The answers to political problems is political, not administrative and the way to win workers to a different leadership is to show leadership.
The amount of time off work required by any union representative is a practical, tactical question, not one of principle. To advance an argument (of principle) against full-time release at a time when the Government and its outriders are encouraging attacks upon trade union time off could justly be described as foolish.
For the past sixteen years my trade union branch has held our Annual General Meeting in January, and usually quite early in January.
This means that the return to work after Xmas and New Year is never uneventful - and in particular there are always motions to consider.
This year some comrades have taken a leaf out of the book of the leadership of the Lewisham Hospital branch and are proposing "term limits" for branch officers.
Diligent readers of this blog (Sid and Doris Rule-Book) may recollect past posts responding to the proposal advanced on several occasions by that branch to our Conference, that NEC members ought not to serve more than three terms.
I never took it personally that such proposals began to be made as I embarked upon a third term on our National Executive.
Now some branch comrades propose that no branch officer should serve more than three years (unless there is no other candidate).
That this proposal appears superficially radical is a testament to the fact that it does have a (fairly ancient) left-wing pedigree.
The healthy mistrust of leaders in the trade union movement found its purest expression around a hundred years ago in syndicalism. The RMT Union retains a tradition of term limits for lay activists because of the syndicalist origins of the former National Union of Railwaymen (NUR).
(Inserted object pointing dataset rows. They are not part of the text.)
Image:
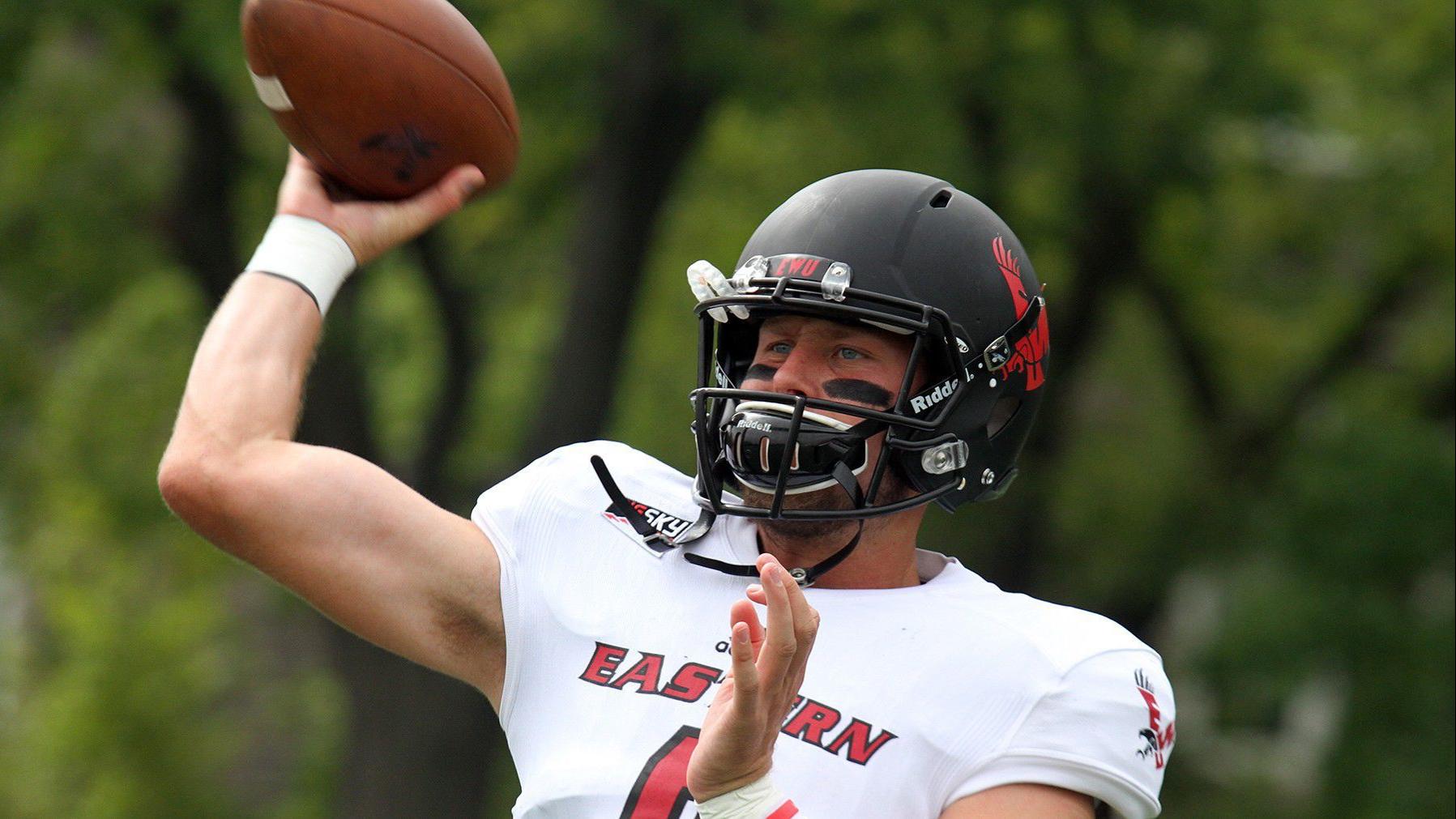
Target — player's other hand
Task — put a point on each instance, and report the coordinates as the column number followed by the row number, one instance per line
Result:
column 372, row 228
column 736, row 745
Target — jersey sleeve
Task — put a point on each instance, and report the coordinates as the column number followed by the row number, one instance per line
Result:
column 1105, row 731
column 532, row 518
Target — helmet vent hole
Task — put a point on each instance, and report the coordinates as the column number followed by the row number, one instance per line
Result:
column 1002, row 413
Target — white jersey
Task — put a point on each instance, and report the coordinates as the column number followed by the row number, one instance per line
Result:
column 913, row 697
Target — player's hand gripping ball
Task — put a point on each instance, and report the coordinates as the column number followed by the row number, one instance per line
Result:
column 385, row 96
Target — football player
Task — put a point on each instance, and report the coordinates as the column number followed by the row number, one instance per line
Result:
column 645, row 634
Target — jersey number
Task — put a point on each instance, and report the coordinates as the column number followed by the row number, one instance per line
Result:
column 661, row 789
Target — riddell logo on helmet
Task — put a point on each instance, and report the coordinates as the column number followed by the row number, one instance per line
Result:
column 935, row 396
column 1032, row 348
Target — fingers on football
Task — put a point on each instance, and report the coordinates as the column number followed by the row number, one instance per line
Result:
column 442, row 198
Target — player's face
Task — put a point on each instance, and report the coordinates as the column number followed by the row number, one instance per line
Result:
column 818, row 358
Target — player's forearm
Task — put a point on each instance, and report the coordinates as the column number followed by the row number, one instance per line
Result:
column 246, row 380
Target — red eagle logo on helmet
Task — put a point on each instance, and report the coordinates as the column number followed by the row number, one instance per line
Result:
column 1032, row 347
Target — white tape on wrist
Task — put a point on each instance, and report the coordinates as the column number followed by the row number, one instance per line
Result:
column 308, row 254
column 756, row 800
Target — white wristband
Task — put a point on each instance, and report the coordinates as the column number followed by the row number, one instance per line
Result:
column 754, row 800
column 308, row 254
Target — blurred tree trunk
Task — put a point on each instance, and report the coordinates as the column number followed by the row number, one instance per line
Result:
column 652, row 118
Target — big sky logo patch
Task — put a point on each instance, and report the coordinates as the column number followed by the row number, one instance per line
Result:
column 670, row 526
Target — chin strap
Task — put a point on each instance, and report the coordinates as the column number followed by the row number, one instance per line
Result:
column 804, row 578
column 650, row 534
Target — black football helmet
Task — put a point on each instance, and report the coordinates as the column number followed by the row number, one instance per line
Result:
column 896, row 250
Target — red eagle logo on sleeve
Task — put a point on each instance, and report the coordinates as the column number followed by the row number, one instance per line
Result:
column 1158, row 740
column 1032, row 348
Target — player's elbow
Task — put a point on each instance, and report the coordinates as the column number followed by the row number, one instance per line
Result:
column 197, row 486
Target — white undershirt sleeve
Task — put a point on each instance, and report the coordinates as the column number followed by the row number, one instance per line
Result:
column 1105, row 731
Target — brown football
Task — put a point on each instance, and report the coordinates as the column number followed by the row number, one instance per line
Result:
column 385, row 96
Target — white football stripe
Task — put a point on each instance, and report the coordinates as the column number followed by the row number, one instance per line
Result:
column 271, row 92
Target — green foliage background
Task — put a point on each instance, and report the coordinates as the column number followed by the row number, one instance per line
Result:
column 1254, row 454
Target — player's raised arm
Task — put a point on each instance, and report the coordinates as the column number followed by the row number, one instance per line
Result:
column 339, row 531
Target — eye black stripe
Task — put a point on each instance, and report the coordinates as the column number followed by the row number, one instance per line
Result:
column 760, row 371
column 860, row 391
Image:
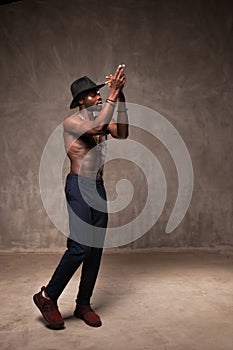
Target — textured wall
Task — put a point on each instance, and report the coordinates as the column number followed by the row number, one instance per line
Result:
column 179, row 62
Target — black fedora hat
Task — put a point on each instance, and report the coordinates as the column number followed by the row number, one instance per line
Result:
column 81, row 85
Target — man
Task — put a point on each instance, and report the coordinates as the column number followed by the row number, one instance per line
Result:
column 84, row 136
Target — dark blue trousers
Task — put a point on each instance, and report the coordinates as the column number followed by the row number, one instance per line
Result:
column 87, row 208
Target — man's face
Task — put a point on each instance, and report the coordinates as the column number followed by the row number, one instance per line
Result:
column 93, row 100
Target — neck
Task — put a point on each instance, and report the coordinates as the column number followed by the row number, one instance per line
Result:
column 86, row 114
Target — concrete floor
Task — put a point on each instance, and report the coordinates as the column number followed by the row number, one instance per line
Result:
column 152, row 300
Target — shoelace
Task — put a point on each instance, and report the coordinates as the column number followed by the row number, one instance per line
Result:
column 49, row 306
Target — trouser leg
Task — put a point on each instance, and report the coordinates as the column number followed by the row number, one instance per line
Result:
column 91, row 263
column 70, row 262
column 89, row 275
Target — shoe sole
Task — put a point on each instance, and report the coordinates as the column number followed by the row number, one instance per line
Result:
column 54, row 326
column 97, row 324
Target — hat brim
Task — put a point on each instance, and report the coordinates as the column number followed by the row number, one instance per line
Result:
column 74, row 102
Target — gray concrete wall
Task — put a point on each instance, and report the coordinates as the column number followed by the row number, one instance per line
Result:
column 179, row 62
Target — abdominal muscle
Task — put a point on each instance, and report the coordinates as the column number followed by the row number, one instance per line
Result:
column 86, row 157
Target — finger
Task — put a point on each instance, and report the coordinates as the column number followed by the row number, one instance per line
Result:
column 119, row 70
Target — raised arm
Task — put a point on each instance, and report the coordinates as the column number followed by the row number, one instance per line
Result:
column 119, row 128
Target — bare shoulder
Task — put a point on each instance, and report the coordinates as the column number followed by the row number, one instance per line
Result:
column 72, row 117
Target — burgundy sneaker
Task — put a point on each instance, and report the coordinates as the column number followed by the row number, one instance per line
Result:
column 86, row 313
column 49, row 310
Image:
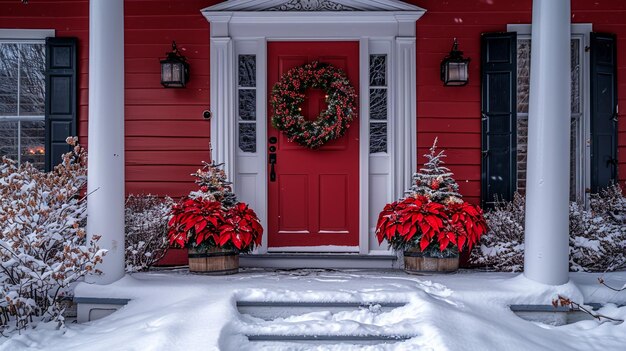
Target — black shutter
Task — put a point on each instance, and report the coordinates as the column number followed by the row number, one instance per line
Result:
column 499, row 116
column 61, row 92
column 603, row 110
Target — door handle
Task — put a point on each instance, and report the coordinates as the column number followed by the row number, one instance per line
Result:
column 272, row 161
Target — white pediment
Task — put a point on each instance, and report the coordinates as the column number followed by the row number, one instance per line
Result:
column 314, row 5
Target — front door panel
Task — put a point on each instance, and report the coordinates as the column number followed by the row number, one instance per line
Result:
column 314, row 199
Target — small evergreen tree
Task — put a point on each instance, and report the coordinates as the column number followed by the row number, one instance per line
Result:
column 211, row 179
column 434, row 180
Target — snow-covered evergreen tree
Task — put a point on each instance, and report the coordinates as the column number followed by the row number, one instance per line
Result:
column 434, row 180
column 214, row 185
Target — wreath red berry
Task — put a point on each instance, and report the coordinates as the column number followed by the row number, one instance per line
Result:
column 289, row 92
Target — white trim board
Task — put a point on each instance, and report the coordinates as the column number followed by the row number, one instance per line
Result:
column 240, row 27
column 26, row 34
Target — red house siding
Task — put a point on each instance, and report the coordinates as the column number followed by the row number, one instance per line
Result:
column 453, row 114
column 166, row 137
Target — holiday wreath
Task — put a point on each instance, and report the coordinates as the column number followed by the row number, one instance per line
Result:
column 289, row 92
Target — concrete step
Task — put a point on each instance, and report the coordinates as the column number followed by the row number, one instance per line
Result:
column 272, row 340
column 276, row 311
column 269, row 310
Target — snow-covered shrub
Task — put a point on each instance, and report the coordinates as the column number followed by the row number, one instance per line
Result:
column 146, row 230
column 43, row 245
column 502, row 248
column 597, row 235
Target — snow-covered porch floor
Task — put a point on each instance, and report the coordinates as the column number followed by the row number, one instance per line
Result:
column 174, row 310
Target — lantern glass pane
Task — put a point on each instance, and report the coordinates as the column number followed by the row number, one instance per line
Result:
column 457, row 71
column 166, row 72
column 177, row 72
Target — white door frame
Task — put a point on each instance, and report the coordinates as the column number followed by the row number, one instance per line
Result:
column 240, row 27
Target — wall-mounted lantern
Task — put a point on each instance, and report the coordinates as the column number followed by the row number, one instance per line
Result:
column 174, row 69
column 454, row 67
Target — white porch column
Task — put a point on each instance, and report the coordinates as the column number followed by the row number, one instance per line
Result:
column 546, row 257
column 105, row 204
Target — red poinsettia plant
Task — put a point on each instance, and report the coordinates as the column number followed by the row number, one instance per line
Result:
column 418, row 222
column 211, row 217
column 432, row 217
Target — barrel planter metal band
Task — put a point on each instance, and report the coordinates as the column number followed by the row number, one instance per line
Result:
column 416, row 262
column 213, row 261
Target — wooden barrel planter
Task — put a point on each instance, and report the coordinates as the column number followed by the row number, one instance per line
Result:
column 213, row 261
column 416, row 262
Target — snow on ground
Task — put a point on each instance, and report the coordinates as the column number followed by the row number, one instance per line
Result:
column 174, row 310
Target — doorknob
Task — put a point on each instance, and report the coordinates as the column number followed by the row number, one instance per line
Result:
column 272, row 161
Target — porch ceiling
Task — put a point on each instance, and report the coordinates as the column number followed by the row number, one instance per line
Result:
column 314, row 5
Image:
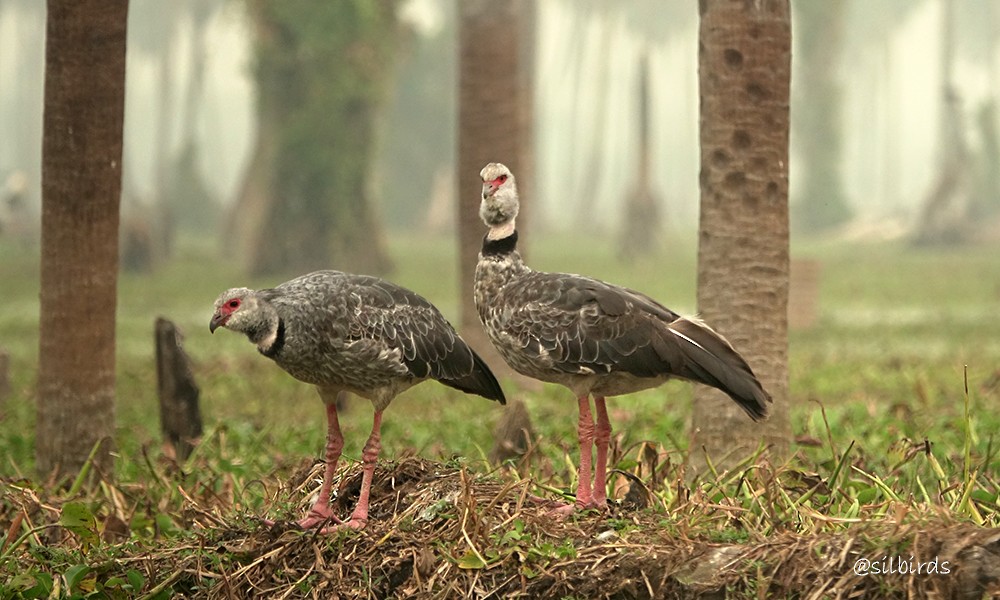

Term limits have an older legacy in eighteenth century democratic discourse, leading to the two term limit on US Presidents. They may be an appropriate check to the potential for a Head of State to accumulate excessive power over time. Syndicalists applied this insight, rightly or wrongly, to early twentieth century trade unions.
Syndicalism never really made headway because of the contradiction between faith in trade unions and mistrust of trade unions which was always at its heart. Whatever criticisms one might make of the Communist (and subsequent Trotskyist) traditions which subsequently won the allegiance of the most radical of working class militants, they did at least have a more sophisticated understanding of the role of leadership in the workers movement.
Such sophistication is not shown by those who propose term limits for UNISON branch officers. Were we in a trade union in which all power was vested in lay activists then an argument might be had that term limits could provide a check upon that power.
It would be a very weak argument, since the check upon such power would better be provided by democratic challenge than administrative manoeuvre, but it would be an argument nonetheless.
In the reality in which (Rule B.2.2 notwithstanding) much real power is in the hands of paid officials (who face no term limits of course) the argument for term limits on lay UNISON office holders (whether at national or branch level) is really an argument for the relative empowerment of the full time machinery at the expense of the rank and file.
A healthy and vibrant trade union in a period of rising struggle would be likely to replace its elected leadership in large part as newly radicalised layers of activists came into action, displacing those whose past experience might make them more conservative.
This would happen as a result of real responses to concrete circumstances, not as a result of the bureaucratic imposition of anti-democratic rules at a time of relatively low struggle.
The decisive argument against term limits is always an elementary democratic argument. Members should have an unconstrained choice as to who to vote for. The formulation which says that no one may serve more than a certain number of terms "unless there is no other candidate" in a movement and at a time when positions are often either unopposed or even left vacant is a recipie for random outcomes.
If a Tory stood against a long serving incumbent they would automatically be elected regardless of the views of the electorate.
Trade unions are a means to an end (the representation of working class interests) not an end in themselves. Likewise trade union democracy is a means to the end of more effective representation.
Among the things that are wrong with our movement are the shortage of elections and democratic choice. The solution is clearly not to limit the democratic choices of our members in the elections which we do have, whilst empowering those who never face election.
Speaking personally to my friends and comrades who are Lambeth Activists I would say that if you want to change a branch officer you should submit a nomination, and if you value elections you should perhaps not withdraw nominations once made.
Tuesday, January 07, 2014
UNISON is urging all local government branches to participate in a day of protest on Tuesday 4 February.
This will be both to support our reasonable claim for a fair flat-rate pay rise of at least a pound an hour (ahead of the employers' side meeting to agree a response to that claim the following week) and to express opposition to yet another year of savage cuts in local government spending.
The call is not for strike action but for protests at lunchtime or after work. There are (of course) ways to support a protest at work too (for example by wearing UNISON colours) and in the four weeks we now have to plan there is time to organise the leaflets and stickers we need to get our message across.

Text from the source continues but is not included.